PERSONNEL SPOTLIGHT: Charles Carlson

 Since his appointment in 2008 as the first Robert H. and Anna B. Culton Endowed Professor, Dr. Carlson’s expertise has been invaluable to the  University of Kentucky’s Center for Research on Violence Against Women (CRVAW).  His talents range from administration, to instruction, to research, to consultation, to service. As a member of the executive team for the CRVAW he has been instrumental as one of the five faculty to help UK implement CATS, a major initiative concerning campus safety that was intended to provide foundational information guiding programs and policies of the University. Dr. Carlson has also played important administrative and clinical roles at UK as the previous Chair of the Psychology Department, in the role of the Director of the University of Kentucky Doctoral Internship Consortium in Clinical Psychology, and as the Director of Behavioral Medicine and Research at the Orofacial Pain Center in UK’s College of Dentistry. Dr. Carlson was recently named Distinguished Professor in the College of Arts and Sciences, which is a fitting testament to his performance at UK across the range of skills demanded of faculty.  This Distinguished Professor Award is given to one faculty member in the entire College and is accompanied by a release from teaching in order to focus on research.  Further, he received a College of Arts and Sciences Outstanding Teaching Award in 2016. Most recently he was selected as a Clinical Scholar by the Robert Wood Johnson Foundation.  We have appreciated his role at the center for many years and are so sorry that when he retires at the end of June we will lose him as a faculty member at the Center. For these reasons and many more I am pleased to introduce the interviewee and subject of our personnel spotlight for this edition of our newsletter, my colleague and friend, Dr. Charley Carlson.

Introduction by Diane Follingstad

How did you first get involved with CRVAW and why?

  My first contact with the Center was as the Chair for the Department of Psychology. After several years of working with Center, the Director of the Center, Carol Jordan, approached me regarding joining the Center as an Endowed Professor when she discovered my long-standing interest in how head and neck pain are linked to exposure to interpersonal violence. The professorship was endowed by Robert and Anna Culton who generously funded the position that I now hold.    Over time, I extended my work on self-regulation with pain patients to develop a research program examining the links between religiosity and underage drinking as well as a program designed to help women handle stressful life circumstances such as potential interpersonal violence.

 

What have you seen happen over the years?

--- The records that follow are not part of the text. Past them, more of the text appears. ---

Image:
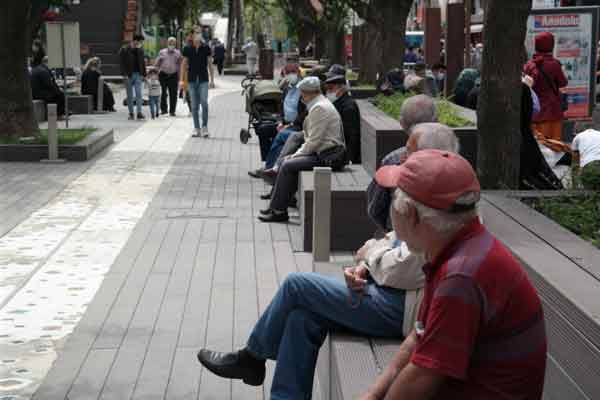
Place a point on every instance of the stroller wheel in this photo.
(244, 136)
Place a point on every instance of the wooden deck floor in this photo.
(197, 271)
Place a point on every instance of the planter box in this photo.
(380, 134)
(360, 94)
(85, 150)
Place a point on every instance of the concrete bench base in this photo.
(83, 104)
(40, 111)
(350, 225)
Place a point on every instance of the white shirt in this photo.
(587, 143)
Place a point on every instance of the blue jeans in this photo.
(276, 147)
(305, 308)
(154, 100)
(134, 84)
(199, 96)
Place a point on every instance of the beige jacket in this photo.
(322, 128)
(398, 268)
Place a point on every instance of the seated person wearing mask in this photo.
(323, 146)
(385, 292)
(294, 112)
(44, 86)
(415, 110)
(337, 93)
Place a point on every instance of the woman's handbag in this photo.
(334, 157)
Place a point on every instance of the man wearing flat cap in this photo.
(337, 93)
(480, 330)
(323, 144)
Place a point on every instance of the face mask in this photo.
(332, 96)
(292, 78)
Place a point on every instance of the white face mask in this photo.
(292, 79)
(332, 96)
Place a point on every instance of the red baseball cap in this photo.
(438, 179)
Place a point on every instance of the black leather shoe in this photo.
(256, 174)
(274, 217)
(236, 365)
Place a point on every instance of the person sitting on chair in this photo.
(324, 144)
(89, 85)
(44, 86)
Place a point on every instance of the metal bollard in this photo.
(322, 214)
(100, 97)
(52, 135)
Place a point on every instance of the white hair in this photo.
(443, 222)
(435, 136)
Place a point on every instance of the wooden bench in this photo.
(380, 135)
(81, 104)
(566, 273)
(350, 225)
(40, 111)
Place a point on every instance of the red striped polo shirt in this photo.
(481, 322)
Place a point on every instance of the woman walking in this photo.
(548, 78)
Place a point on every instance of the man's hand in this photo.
(356, 277)
(361, 254)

 I have seen the Center become established as a key national player in researching the scope of problems faced by this country and abroad when it comes to the issue of violence against women.   We have assembled a cohort of nationally-recognized scholars and developed a series of strategies to help shape the research initiatives that are needed to guide changes associated with the culture of violence in this country.

 

What has been your favorite or main reason for identifying with CRVAW?

Working with professors from a range of disciplines to address violence against women has been a unique opportunity that demonstrates we need the collective wisdom of all of us to address this issue in effective ways.  

 

What do you hope for the Center in the future?   

Continued progress towards developing strategies to ameliorate the consequences of violence against women and importantly, to develop initiatives focused on prevention through changing attitudes and behaviors that foster the continuance of such violence.

 

Where is your research taking you now?

I am working on how religiosity affects alcohol use in underage college students because such usage often results in untoward outcomes with enduring consequences, such as sexual assault or intimate partner violence.    I also continue to explore how self-regulation skills training can alter the physiological outcomes often set in motion by exposure to violence.